DOUGLAS COUPLAND, GERAÇÃO X





morto aos 30 enterrado aos 70


(…)

«Tornei-me assexual e sentia o corpo virado do avesso – coberto de gelo, carbono e contraplacado como os mini centros comerciais, as moagens e as refinarias de petróleo abandonadas de Tonawanda e das cataratas de Niagara. Os sinais sexuais tornaram-se omnipresentes e eram repulsivos. O contacto visual acidental com marçanos de 7-Eleven revelaram-se carregados de significado vil. Todas as trocas de olhares com estranhos se tornaram na muda pergunta “É você o estranho que me vem salvar?” Faminto de afeição, apavorado pelo abandono, comecei a pensar se o sexo não passaria realmente de uma desculpa para olhar mais fundo nos olhos de outro ser humano.

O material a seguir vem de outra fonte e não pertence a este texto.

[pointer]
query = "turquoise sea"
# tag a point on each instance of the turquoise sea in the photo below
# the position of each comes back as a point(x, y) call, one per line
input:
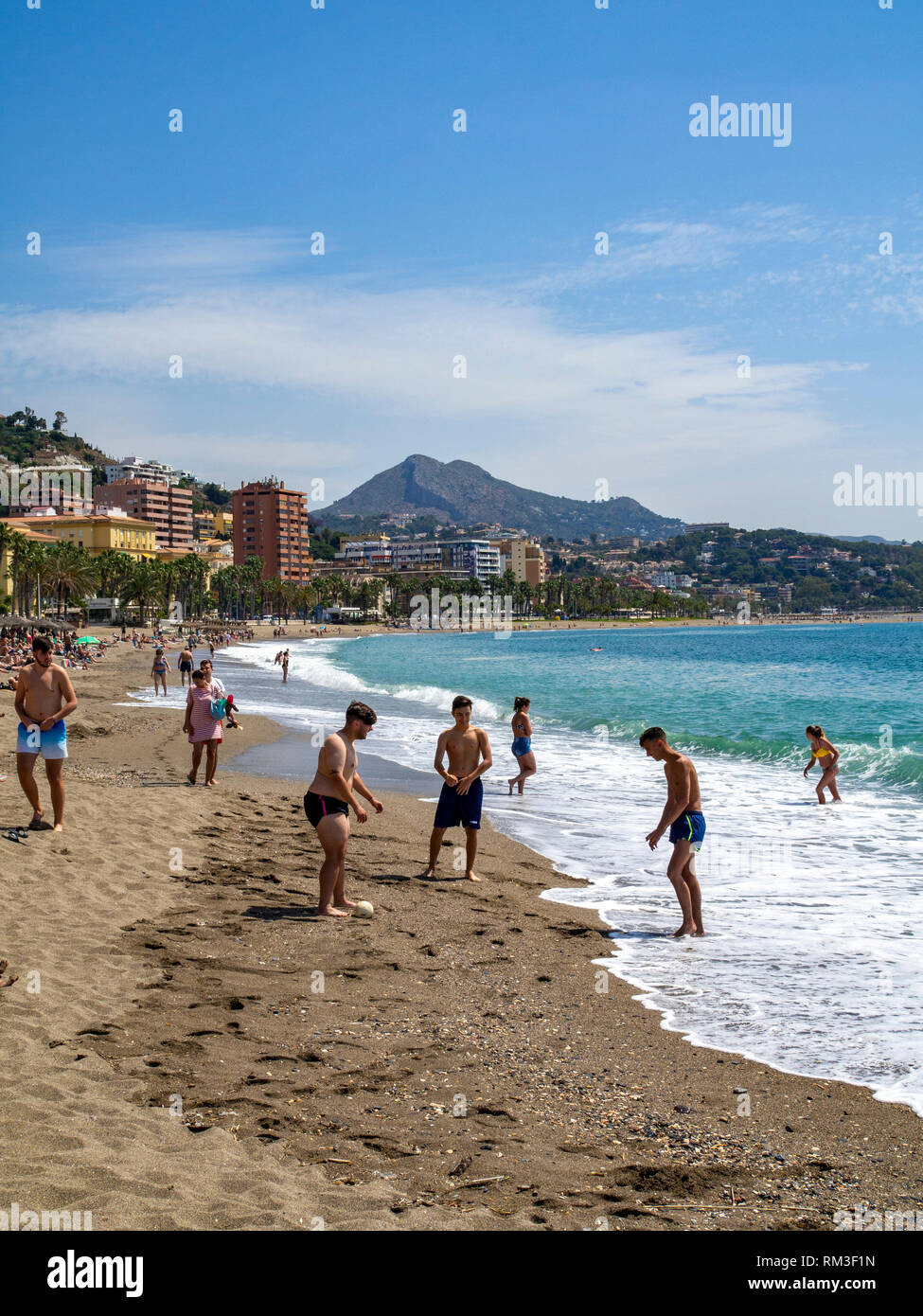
point(814, 915)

«Comecei a achar a humanidade repelente, reduzindo-a a hormonas, flancos, protuberâncias, secreções e constrangedores fedores a metano. Nesta fase, pelo menos, senti que não tinha hipótese de continuar a ser o consumidor modelo ideal. Se, de regresso a Toronto, tentei viver das duas maneiras considerando-me livre e criativo ao mesmo tempo que fazia de bananas mandrião na empresa, também paguei o meu preço.
«Mas aquilo que realmente me apanhou foi o aspecto que os jovens podem ter aos nossos olhos, curiosos, mas sem rasto de fome do corpo. Adolescentes, até mais novos, que eu via felizes de fazer inveja durante as minhas jornadas agorofóbicas pelos centros comerciais de Buffalo ainda abertos. Esse olhar sem malícia tinha-se varrido para sempre de mim, bem o sentia, e convenci-me de que iria passar os quarenta anos seguintes no vazio, agindo por movimentos vitais enquanto ouvia o escárnio do barulho das maracas do pó de jovens múmias a bater dentro de mim.

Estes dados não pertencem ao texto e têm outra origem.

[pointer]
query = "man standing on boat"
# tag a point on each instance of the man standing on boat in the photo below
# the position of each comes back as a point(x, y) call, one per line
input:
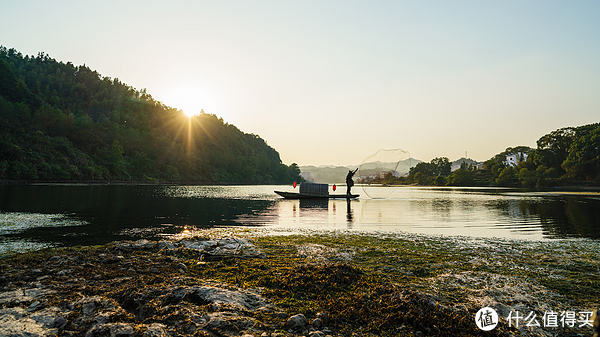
point(349, 181)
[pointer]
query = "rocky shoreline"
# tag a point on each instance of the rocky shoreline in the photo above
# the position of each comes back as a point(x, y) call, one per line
point(283, 286)
point(139, 289)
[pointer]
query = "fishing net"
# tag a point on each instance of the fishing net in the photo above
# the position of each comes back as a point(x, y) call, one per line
point(380, 168)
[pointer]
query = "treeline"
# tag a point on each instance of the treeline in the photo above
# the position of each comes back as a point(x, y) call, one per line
point(567, 156)
point(59, 121)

«Okay, okay. Todos temos as nossas crises, senão, suponho, não seríamos completos. Não sei contar quantas pessoas conheço que se gabam de ter tido muito cedo a sua crise de meia-idade. Mas chega invariavelmente um certo ponto em que nos falta a juventude; falta-nos a faculdade; falta-nos a Mamã e o Papá. Por mim, nunca mais encontrei refúgio nas manhãs de Domingo passadas em quartos desarrumados, rugosos por causa do isolamento de vidro, a ouvir a voz do Mel Blanc na televisão, a respirar estupidamente vapores de xénon dos blocos de escória, a petiscar comprimidos de mascar de vitamina C e a atormentar as Barbies da minha irmã.

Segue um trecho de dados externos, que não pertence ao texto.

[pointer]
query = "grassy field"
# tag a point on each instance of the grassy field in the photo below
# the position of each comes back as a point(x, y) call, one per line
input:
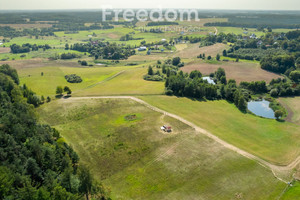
point(36, 54)
point(293, 107)
point(292, 193)
point(274, 141)
point(136, 160)
point(193, 50)
point(130, 82)
point(241, 71)
point(54, 76)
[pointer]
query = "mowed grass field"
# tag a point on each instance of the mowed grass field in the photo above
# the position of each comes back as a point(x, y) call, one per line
point(136, 160)
point(54, 76)
point(293, 107)
point(129, 82)
point(239, 71)
point(277, 142)
point(193, 50)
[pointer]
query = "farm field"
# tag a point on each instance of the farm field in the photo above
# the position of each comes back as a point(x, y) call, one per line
point(271, 140)
point(121, 141)
point(129, 82)
point(293, 107)
point(193, 50)
point(241, 71)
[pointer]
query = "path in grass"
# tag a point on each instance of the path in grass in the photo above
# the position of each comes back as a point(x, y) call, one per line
point(264, 163)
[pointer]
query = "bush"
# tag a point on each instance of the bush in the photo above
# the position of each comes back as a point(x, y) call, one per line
point(73, 78)
point(274, 93)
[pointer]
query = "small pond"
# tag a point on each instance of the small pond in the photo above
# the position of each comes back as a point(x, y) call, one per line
point(261, 108)
point(209, 80)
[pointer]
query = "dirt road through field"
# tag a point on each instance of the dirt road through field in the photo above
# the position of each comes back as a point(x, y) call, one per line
point(273, 167)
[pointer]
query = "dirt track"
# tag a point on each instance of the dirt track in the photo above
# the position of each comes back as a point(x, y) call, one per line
point(264, 163)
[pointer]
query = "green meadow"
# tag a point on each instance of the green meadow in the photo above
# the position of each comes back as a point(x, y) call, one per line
point(136, 160)
point(277, 142)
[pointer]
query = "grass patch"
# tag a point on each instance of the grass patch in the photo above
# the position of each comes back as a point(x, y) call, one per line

«Mas a minha crise não era apenas o fracasso da juventude, era também um fracasso de classe e de sexo e do futuro e ainda não sei de que mais. Comecei a ver este mundo como um sítio onde os cidadãos ficam especados a olhar, por exemplo, para a Vénus de Milo sem braços e a fantasiar sobre sexos amputados ou a aplicar por direito próprio uma parra à estátua de David, não sem que antes lhe tenham partido a piça para levar de recordação. Todos os acontecimentos se tornam presságios; perdi a capacidade de tomar seja o que for literalmente.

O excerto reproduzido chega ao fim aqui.